Ce n’est nullement minorer le rôle essentiel, vital, de Suzanne Malherbe auprès de sa compagne, et personne ne saurait le lui disputer, que de s’efforcer de le comprendre, de le situer, en fonction de ce que nous savons, et nous en savons beaucoup. Suzanne Malherbe, dessinatrice, illustratrice, éminemment douée, à une époque de grand épanouissement des arts graphiques, fut une collaboratrice incomparable parce qu’elle fut une interlocutrice sans égal, et l’amour d’une vie. D’une lucidité particulièrement aiguisée, indifférente à toute forme d’ambition sociale, qu’elle soit artistique ou professionnelle, elle s’est attachée à soutenir la démarche de son amie, y apportant ses suggestions et son savoir-faire, quitte à se détourner progressivement, et définitivement de son œuvre personnelle. Les quelques instantanés photographiques qu’elle a réalisés, après la mort de Claude Cahun sont non seulement sans commune mesure avec les images qui furent obtenues du vivant de celle-ci, mais de l’avis des mieux avertis, sans exigence formelle ou proprement esthétique.

Le fait de rendre un hommage à ces deux personnalités exceptionnelles est légitime. À condition de respecter ce qu’elles ont voulu pour elles-mêmes. Aussi, le Conseil de Paris n’a nulle autorité pour statuer sur le nom des personnes, pour décider, par exemple, que Suzanne Malherbe devait désormais être dépossédée du sien et supplantée dans la mémoire collective par un Marcel Moore de circonstance. Il y a là quelque chose de véritablement inconvenant pour la mémoire collective et pour celle de Suzanne Malherbe.

À ces motifs, il convient d’en ajouter un autre, qui générera une nouvelle confusion. À l’usage, sous la désignation d’une « Allée Claude Cahun-Marcel Moore », ce sont deux noms d’hommes qui finiront par s’imposer. Est-ce cela qu’on souhaite ? Veut-on nous mystifier ?

Tout laisse à penser que le Conseil de Paris n’a pas disposé de tous les éléments utiles pour se déterminer, et que l’amendement concernant « Marcel Moore » a été précipité.
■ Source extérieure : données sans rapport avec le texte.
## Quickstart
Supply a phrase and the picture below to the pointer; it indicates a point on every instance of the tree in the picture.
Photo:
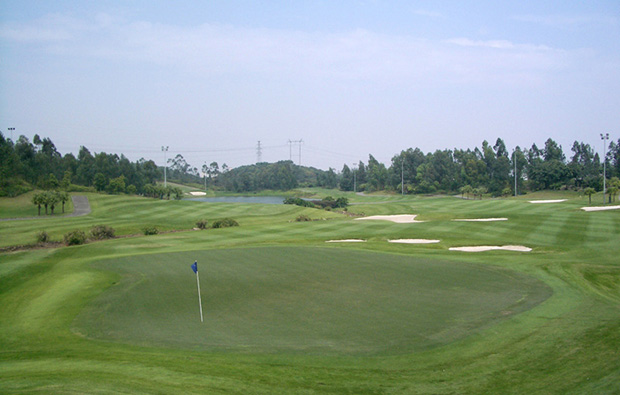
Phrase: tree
(614, 187)
(38, 200)
(52, 182)
(589, 191)
(65, 183)
(100, 182)
(117, 185)
(52, 199)
(63, 197)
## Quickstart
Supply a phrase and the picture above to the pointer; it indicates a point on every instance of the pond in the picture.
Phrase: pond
(241, 199)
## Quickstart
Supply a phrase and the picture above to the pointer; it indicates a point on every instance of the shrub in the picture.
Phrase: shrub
(150, 230)
(42, 237)
(224, 223)
(101, 232)
(74, 238)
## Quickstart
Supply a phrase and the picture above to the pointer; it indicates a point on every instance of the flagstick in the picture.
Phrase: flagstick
(199, 298)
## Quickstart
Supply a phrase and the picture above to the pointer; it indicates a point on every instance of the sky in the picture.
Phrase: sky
(324, 83)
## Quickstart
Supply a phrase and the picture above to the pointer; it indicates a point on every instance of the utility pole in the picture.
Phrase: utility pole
(165, 151)
(259, 155)
(402, 176)
(604, 137)
(290, 149)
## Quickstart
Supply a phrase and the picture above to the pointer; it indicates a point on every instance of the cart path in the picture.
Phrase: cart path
(81, 207)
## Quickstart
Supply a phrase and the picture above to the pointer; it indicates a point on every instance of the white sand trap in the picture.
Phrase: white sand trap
(602, 208)
(481, 220)
(399, 219)
(414, 241)
(490, 248)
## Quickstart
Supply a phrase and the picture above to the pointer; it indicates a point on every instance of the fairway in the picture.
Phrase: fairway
(286, 312)
(301, 299)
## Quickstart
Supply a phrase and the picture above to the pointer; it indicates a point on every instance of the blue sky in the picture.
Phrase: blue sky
(350, 78)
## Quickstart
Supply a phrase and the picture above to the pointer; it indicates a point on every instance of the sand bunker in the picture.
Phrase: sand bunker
(602, 208)
(414, 241)
(481, 219)
(399, 219)
(346, 241)
(490, 248)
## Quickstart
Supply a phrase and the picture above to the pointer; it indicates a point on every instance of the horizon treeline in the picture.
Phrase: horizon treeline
(491, 169)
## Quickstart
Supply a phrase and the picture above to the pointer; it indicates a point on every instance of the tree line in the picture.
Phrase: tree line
(489, 169)
(38, 164)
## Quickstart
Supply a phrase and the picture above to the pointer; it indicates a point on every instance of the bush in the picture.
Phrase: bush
(74, 238)
(101, 232)
(224, 223)
(150, 230)
(42, 237)
(298, 202)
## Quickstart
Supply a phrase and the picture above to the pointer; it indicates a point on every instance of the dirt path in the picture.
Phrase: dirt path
(81, 207)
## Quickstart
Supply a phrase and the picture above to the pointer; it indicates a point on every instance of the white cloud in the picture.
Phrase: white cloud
(567, 21)
(215, 49)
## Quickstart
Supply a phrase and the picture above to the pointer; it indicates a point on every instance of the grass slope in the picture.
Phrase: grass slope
(567, 344)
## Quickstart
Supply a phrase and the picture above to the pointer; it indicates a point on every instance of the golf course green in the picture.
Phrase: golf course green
(304, 299)
(286, 312)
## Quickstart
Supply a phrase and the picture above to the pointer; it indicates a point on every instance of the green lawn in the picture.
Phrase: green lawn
(303, 299)
(287, 313)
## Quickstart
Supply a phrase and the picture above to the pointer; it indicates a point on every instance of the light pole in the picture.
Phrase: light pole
(514, 158)
(604, 137)
(402, 176)
(165, 150)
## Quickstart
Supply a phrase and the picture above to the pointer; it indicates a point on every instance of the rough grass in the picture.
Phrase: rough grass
(567, 344)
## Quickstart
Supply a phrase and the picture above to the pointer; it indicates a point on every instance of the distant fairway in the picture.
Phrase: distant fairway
(301, 299)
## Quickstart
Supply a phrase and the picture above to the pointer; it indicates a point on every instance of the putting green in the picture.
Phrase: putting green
(302, 299)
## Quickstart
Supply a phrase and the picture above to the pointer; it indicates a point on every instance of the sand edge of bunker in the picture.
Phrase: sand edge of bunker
(479, 219)
(414, 241)
(346, 241)
(600, 208)
(491, 248)
(398, 218)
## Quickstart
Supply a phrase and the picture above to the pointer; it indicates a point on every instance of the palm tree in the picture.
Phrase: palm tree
(64, 197)
(37, 200)
(589, 192)
(52, 199)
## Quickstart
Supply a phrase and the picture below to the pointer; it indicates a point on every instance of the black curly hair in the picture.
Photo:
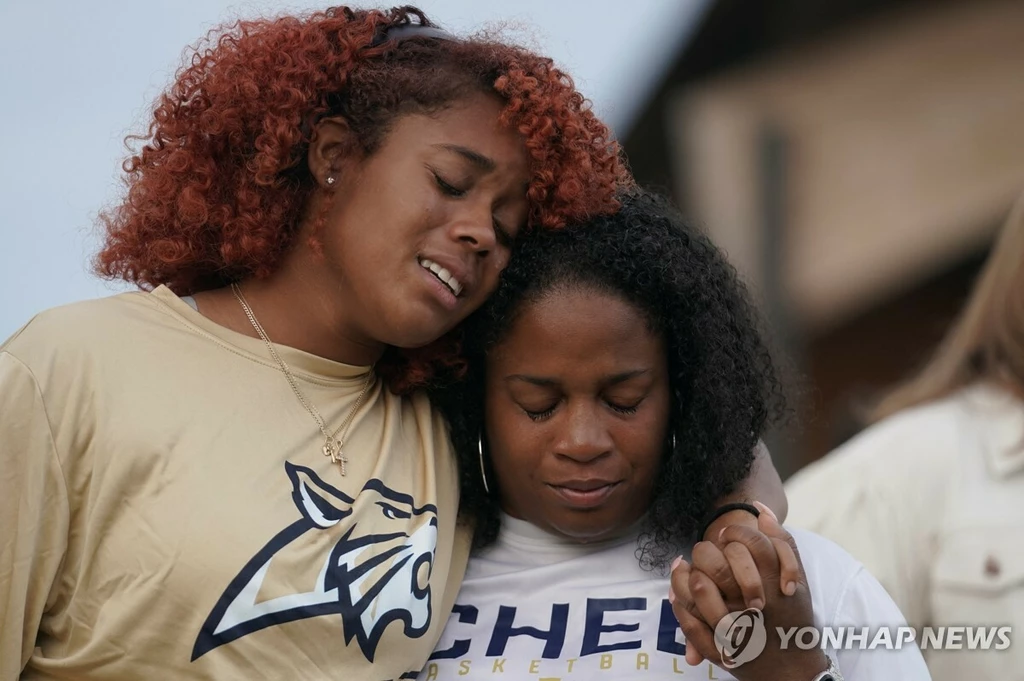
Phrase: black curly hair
(724, 386)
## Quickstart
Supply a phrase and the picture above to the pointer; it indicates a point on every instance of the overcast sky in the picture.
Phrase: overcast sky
(75, 81)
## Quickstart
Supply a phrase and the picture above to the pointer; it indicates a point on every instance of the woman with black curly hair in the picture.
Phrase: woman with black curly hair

La moindre des choses serait qu’il s’en saisisse de nouveau et rende son nom à Suzanne Malherbe.

28 janvier 2019

François Leperlier (biographe de Claude Cahun), Françoise Py (historienne de l’art), Georges Sebbag (historien du surréalisme), Patrice Allain (Maître de conférences, Université de Nantes), Carole Aurouet (Maître de conférences, Université Paris-Est Marne-la-Vallée), Henri Béhar (professeur émérite à la Sorbonne nouvelle), Jean-Michel Devésa (professeur des universités, écrivain), Émilie Frémond (Maître de conférences, Université Sorbonne nouvelle), Joël Gayraud (écrivain, traducteur), Steven Harris (historien de l’art, professeur associé, Université de l’Alberta), Marc Jimenez (philosophe, essayiste), Agnès Lhermitte (professeur agrégée de lettres), Atsuko Nagaï (historienne du surréalisme, professeur, Université Sophia, Tokyo), Luce et Adrien Ostier-Barbier (dépositaires du fonds Suzanne Malherbe/Charles-Henri Barbier), José-Miguel Pérez Corrales (professeur, Université de La Laguna ; directeur du site Surrealismo Internacional), Jean-François Rabain (pédopsychiatre, psychanalyste), Dominique Rabourdin (réalisateur de cinéma), Monique Sebbag (professeur agrégée de philosophie), Masao Suzuki (professeur de littérature française, Université Waseda, Tokyo).